Destiny Activity Scraper
Scrapes PGCRS - activities from the Destiny 2 API - and ingest them into the database. This does not attempt to scrape all PGCRs that happen, but just a subset while still staying reasonably up to date
Context
The Destiny API publishes PGCRs (Post Game Carnage Report) for each activity/game/match played in the Destiny 2 world. When a player finishes an activity in Destiny, the game servers assign it a statically increasing ID and make it available through the API.
Because of this, you can constantly request the latest PGCRs by just fetching them in a for loop, incrementing the ID each time:
id = 100
while (true) {
id += 1
fetchActivity(id)
}
There are between 60-100 PGCRs generated a second, but this application only attempts to scrape a subset of them.
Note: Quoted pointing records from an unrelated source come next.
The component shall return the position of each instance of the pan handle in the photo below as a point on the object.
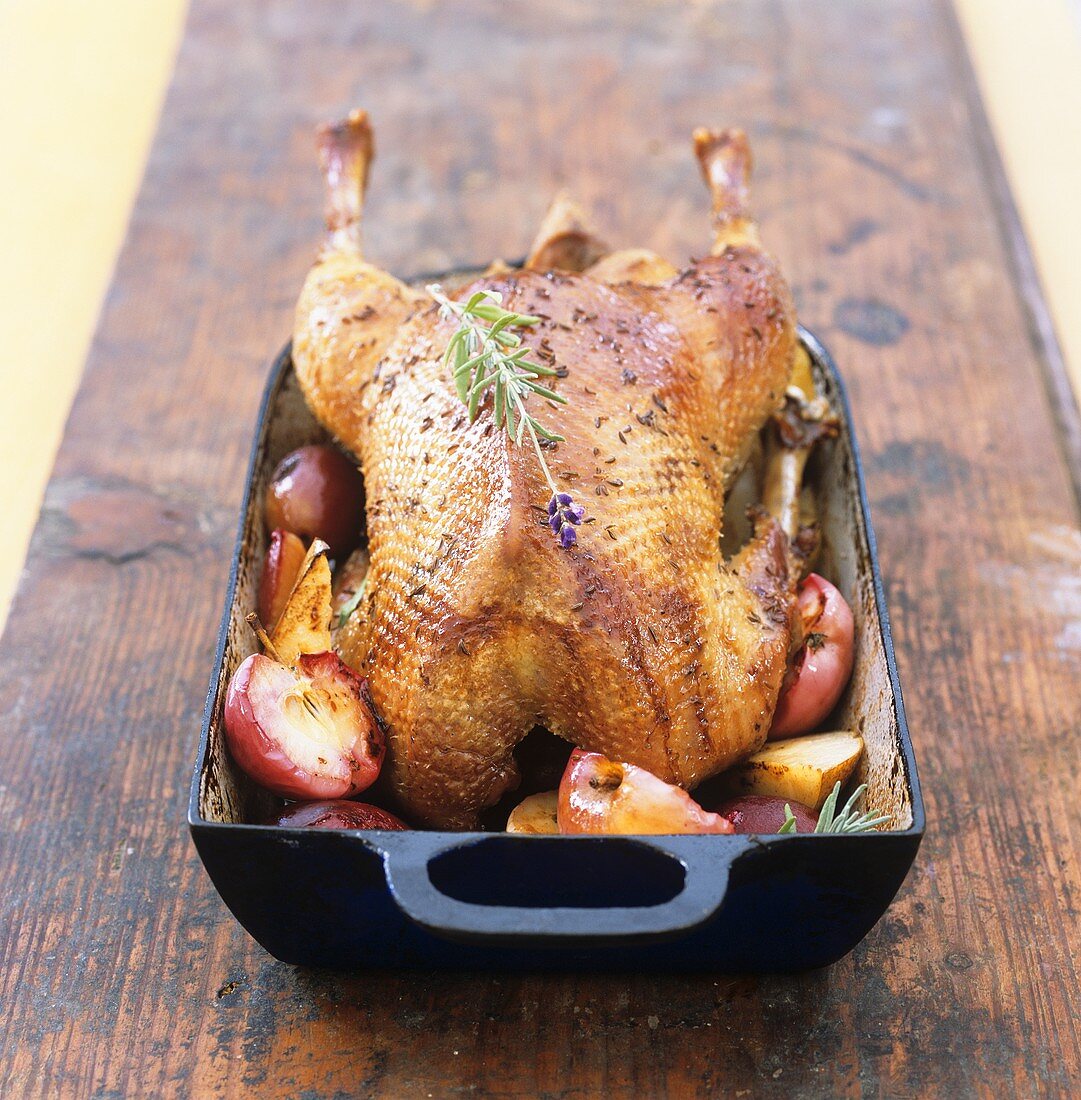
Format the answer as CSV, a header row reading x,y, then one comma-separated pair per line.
x,y
705,860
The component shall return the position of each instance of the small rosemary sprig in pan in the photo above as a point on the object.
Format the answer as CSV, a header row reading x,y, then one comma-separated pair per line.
x,y
829,821
483,355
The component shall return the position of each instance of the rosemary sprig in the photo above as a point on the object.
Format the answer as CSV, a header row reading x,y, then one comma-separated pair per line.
x,y
830,821
484,355
352,604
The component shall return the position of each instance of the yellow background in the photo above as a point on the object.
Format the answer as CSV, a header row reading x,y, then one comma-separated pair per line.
x,y
83,84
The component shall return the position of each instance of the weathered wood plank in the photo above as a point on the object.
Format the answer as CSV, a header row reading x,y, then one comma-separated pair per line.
x,y
122,974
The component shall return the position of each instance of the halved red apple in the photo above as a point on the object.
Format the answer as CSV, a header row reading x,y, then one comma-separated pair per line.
x,y
600,795
304,732
338,813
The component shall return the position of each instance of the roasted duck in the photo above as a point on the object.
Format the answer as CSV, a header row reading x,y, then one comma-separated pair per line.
x,y
632,637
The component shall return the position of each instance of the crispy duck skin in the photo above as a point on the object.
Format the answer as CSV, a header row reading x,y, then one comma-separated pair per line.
x,y
640,642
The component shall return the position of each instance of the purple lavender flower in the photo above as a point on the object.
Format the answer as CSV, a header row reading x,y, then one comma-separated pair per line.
x,y
563,516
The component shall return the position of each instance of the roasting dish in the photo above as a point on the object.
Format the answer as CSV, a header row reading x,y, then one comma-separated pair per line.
x,y
353,899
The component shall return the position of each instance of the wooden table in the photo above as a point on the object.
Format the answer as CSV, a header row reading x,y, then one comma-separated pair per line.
x,y
121,974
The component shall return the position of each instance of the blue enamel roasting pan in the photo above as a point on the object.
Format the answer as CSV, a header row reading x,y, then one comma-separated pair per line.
x,y
351,899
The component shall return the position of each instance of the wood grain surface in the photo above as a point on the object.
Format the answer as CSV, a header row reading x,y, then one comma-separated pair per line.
x,y
121,974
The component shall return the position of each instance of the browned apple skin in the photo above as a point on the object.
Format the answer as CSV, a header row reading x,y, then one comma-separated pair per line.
x,y
263,707
763,814
316,492
338,813
282,563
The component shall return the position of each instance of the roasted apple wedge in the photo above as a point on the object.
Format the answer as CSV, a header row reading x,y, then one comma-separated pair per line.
x,y
282,565
305,730
538,814
600,795
304,626
764,814
802,769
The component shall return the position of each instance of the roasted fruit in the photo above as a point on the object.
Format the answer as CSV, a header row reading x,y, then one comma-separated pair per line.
x,y
304,626
304,732
338,813
350,579
600,795
764,814
282,565
823,664
536,814
316,492
800,769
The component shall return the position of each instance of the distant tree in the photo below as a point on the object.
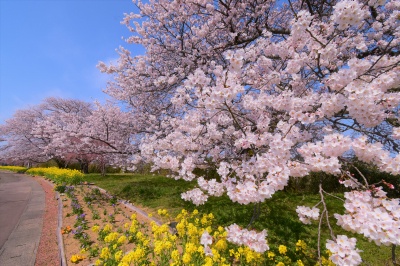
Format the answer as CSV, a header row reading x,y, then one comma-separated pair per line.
x,y
265,90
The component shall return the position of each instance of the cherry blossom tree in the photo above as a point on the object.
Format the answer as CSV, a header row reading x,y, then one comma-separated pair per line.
x,y
68,130
266,90
20,145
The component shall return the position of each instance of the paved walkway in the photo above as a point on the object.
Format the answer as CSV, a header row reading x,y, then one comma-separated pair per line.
x,y
22,204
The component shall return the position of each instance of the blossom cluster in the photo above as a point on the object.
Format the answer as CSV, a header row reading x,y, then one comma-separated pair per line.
x,y
344,251
306,214
255,241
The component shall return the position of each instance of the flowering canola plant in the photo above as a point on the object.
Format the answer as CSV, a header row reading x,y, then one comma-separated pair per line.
x,y
261,91
194,241
59,176
13,168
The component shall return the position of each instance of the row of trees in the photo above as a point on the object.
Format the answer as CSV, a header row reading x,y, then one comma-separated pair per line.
x,y
260,90
68,131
The Bungie.net API has a per-IP rate limit of about 25 request/second.
If you request activities fast enough, eventually you will 404 as you hit an ID that hasnt been generated yet. When this happens, you just need to wait for a bit and retry a few seconds later when it should be generated.
Occasionally the game servers will delay creating the PGCR (and assigning it an ID), sometimes by a few hours. The effect of this is e.g. PGCR 100 ended at 06:00, PGCR 101 ended at 02:00, and PGCR 102 ended at 06:01. This can affect "catch up logic", so it must be handled specially.
Even rarer, but still "sometimes", will a PGCR ID just be completely skipped by the system. This also needs to be handled so the scraper does not become stuck on a single ID.